I am amused when commentators such as Mr Blanchard of the IMF contrast the “quick” way that the US recapitalised and cleaned up its banks with the “slow” Japanese and European way. But the US did so only by folding the commercial banks into the central bank! Don’t take my word for it – no less authorities than Paul Volcker and Alan Greenspan share such a view. Mr Volcker could barely conceal his dismay when the business model of the pre-emnent investment banks failed and both Goldman Sachs and Morgan Stanley were provided with the cloak of Federal reserve  protection, notably access to the discount window, in 2008; Alan Greenspan believes the banks have become extensions of the state.

 

I am glad to note that academics are catching on , as this new paper by Mark Roe, a noted legal scholar, shows:

 

“The recent travails of JPMorgan Chase — including its now well-known $6 billion trading loss after the financial crisis — fit well with this analytic. Analysts initially viewed the trading debacle as cautionary, not one fundamentally implicating regulatory policy. After all, the losses were only a fraction of JPMorgan’s $20 billion annual earnings. The setback in much of the conventional wisdom was one for the bank’s shareholders and managers and, hence, in one view, an issue for ordinary corporate governance. But by systematically examining the incentives, we can see how such missteps can link to, and follow from, a too-big-to-fail boost from the realities of government financial policy. It’s not just that some firms are too-big-to-fail, some are too-big-to-manage, and some are both, but that the two characteristics link together, with any implicit too-big-to-fail subsidy pushing firms to be too-big-to-manage.”

 

Consider next the incentives to so-called “challenger banks” – and other, smaller firms that we are supposed to be encouraging to provide greater competition and diversity. Their strategy, if rational, will also be distorted by such effects. They will aim not at serving customers but to become potentially an attractive acquisitions for TBTF banks -i.e. bringing larger benefits perhaps than some existing parts of their corporate empires. Thus TBTF banks will gather together a growing concentration of activities representing a real threat to society if they go wrong. This will make it unthinkable to break them up.

 

Big financial groups and national states are locked in a deathly embrace.

 

it is often stated that higher capital ratios have made banking much safer. Why? So long as you are guaranteed against failure, as you are if you are an organ of the State, the more capital you have, the greater the incentive to take risks and leverage and play any trick you can to exploit the guarantee.
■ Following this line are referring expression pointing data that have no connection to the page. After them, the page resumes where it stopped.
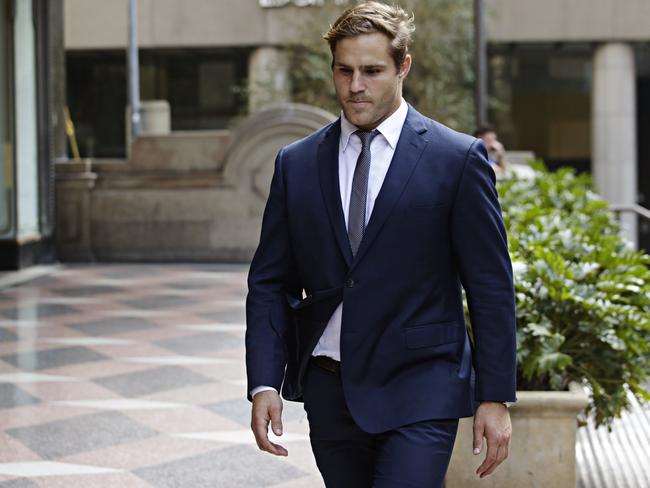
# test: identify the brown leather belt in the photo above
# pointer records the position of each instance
(327, 363)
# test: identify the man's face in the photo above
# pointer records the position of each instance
(367, 83)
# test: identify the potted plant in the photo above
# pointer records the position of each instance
(583, 327)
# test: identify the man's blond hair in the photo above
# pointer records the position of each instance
(371, 17)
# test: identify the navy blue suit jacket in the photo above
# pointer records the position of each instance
(406, 355)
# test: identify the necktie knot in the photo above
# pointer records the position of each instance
(366, 137)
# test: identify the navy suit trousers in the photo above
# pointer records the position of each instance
(413, 456)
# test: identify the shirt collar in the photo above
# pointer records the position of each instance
(391, 128)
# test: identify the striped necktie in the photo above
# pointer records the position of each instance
(359, 195)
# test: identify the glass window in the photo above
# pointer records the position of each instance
(6, 148)
(202, 86)
(541, 100)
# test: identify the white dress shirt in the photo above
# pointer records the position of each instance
(382, 150)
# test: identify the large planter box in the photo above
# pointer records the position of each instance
(542, 453)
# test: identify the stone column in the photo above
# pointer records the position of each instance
(614, 136)
(268, 78)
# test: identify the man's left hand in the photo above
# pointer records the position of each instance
(492, 421)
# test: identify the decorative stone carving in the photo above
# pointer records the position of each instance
(190, 196)
(249, 162)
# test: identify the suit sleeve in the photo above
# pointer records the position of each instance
(272, 274)
(481, 252)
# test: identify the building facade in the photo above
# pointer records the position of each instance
(569, 79)
(31, 123)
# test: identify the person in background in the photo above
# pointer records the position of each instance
(496, 151)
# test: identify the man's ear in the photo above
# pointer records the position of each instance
(406, 67)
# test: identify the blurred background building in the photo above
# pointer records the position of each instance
(568, 80)
(32, 98)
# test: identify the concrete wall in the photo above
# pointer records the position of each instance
(567, 20)
(185, 196)
(101, 24)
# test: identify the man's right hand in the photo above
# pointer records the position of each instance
(267, 407)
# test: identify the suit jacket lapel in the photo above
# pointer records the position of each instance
(409, 149)
(328, 168)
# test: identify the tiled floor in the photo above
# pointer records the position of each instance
(133, 376)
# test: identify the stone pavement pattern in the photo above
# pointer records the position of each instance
(133, 376)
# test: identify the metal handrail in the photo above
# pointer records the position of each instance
(631, 207)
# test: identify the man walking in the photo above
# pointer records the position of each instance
(355, 307)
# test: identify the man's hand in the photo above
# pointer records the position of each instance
(492, 421)
(267, 406)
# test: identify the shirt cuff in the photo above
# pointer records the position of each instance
(259, 389)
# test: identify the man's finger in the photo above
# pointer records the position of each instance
(490, 458)
(276, 420)
(501, 455)
(479, 428)
(263, 442)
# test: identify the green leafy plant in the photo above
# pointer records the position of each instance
(583, 294)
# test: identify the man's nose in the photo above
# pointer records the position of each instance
(357, 84)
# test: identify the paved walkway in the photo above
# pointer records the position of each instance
(133, 376)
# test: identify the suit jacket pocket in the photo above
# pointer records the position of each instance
(434, 334)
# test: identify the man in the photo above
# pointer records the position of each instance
(496, 151)
(355, 304)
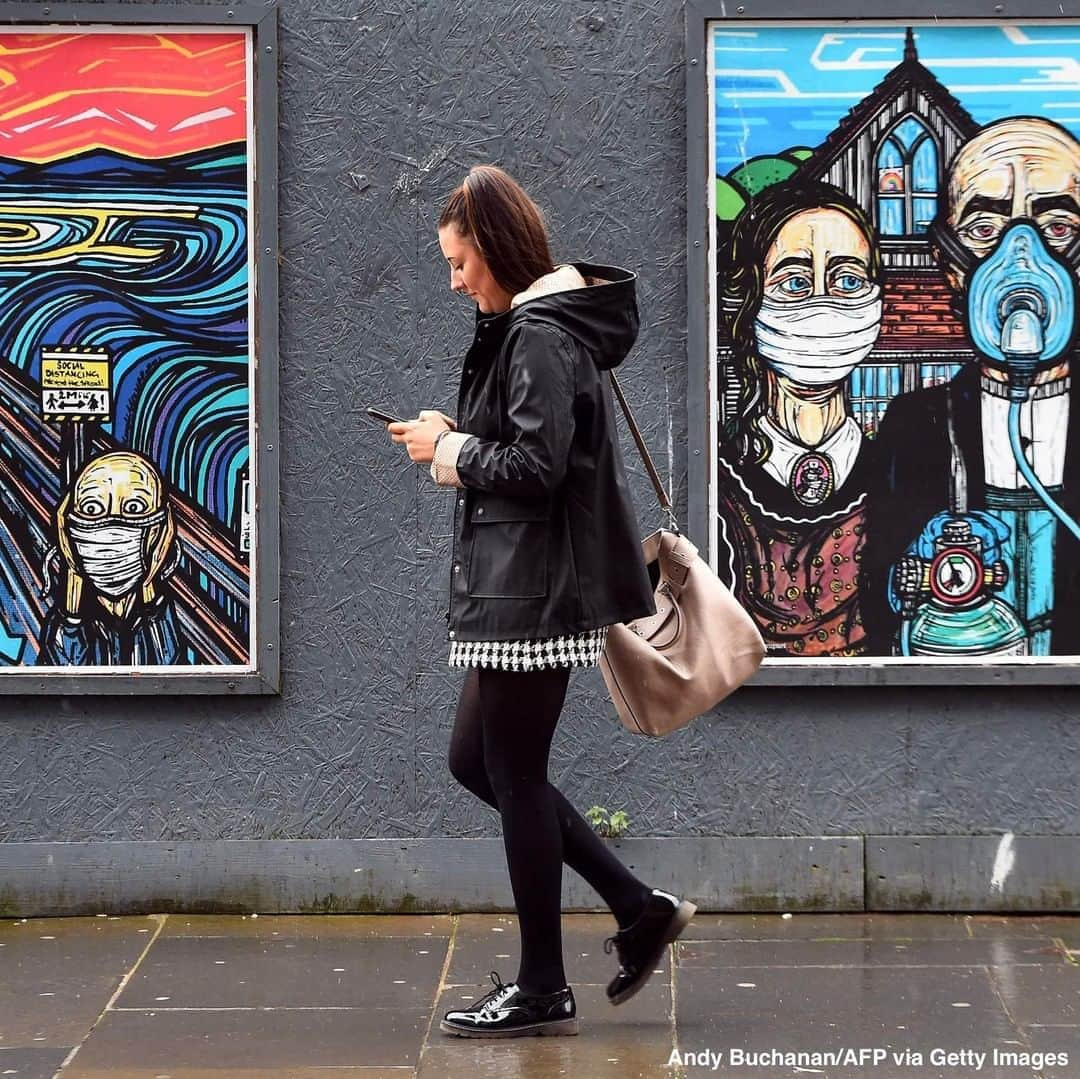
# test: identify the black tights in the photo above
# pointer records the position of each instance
(499, 751)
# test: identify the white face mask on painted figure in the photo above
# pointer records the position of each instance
(111, 551)
(821, 340)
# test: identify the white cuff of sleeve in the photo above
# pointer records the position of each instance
(444, 469)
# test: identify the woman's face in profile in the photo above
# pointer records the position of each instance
(818, 253)
(469, 272)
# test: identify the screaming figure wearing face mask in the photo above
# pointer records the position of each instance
(118, 545)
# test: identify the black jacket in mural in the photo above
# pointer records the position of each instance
(914, 482)
(545, 539)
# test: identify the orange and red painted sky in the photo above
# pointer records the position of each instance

This explains the return of excessive risk-taking in the financial world, as observers such as Mr El-Erian have noted – and as Ben Bernanke has already warned about.

 

My guess is that it will take another two or three crises to drive these points home, by which time the big states and big groups will have exhausted themselves – as well as the patience of taxpayers.

 

That will open the way to realising the forecast of The Money Trap that we shall in the long run witness the elimination of current large financial groups and the acceptance by states of constitutional limits on their monetary policies. These two steps are critical in making progress towards a new global financial system. Not yet, not yet, but what matters is the direction of travel.

 

Can we short-cut this process? In Europe nobody at the Commission or national governments is thinking about the long-term future of European finance. they just want to get through the next few months without another crisis. What Europe needs is a bank reform agency that will force the gradual winding down of its TBTF entities, even at the cost of raising the cost of financial intermediation. At present it is impossible to know which institution would survive without the public subsidy. The ECB should insist on a rationalisation of EU banks as a condition for its liquidity support.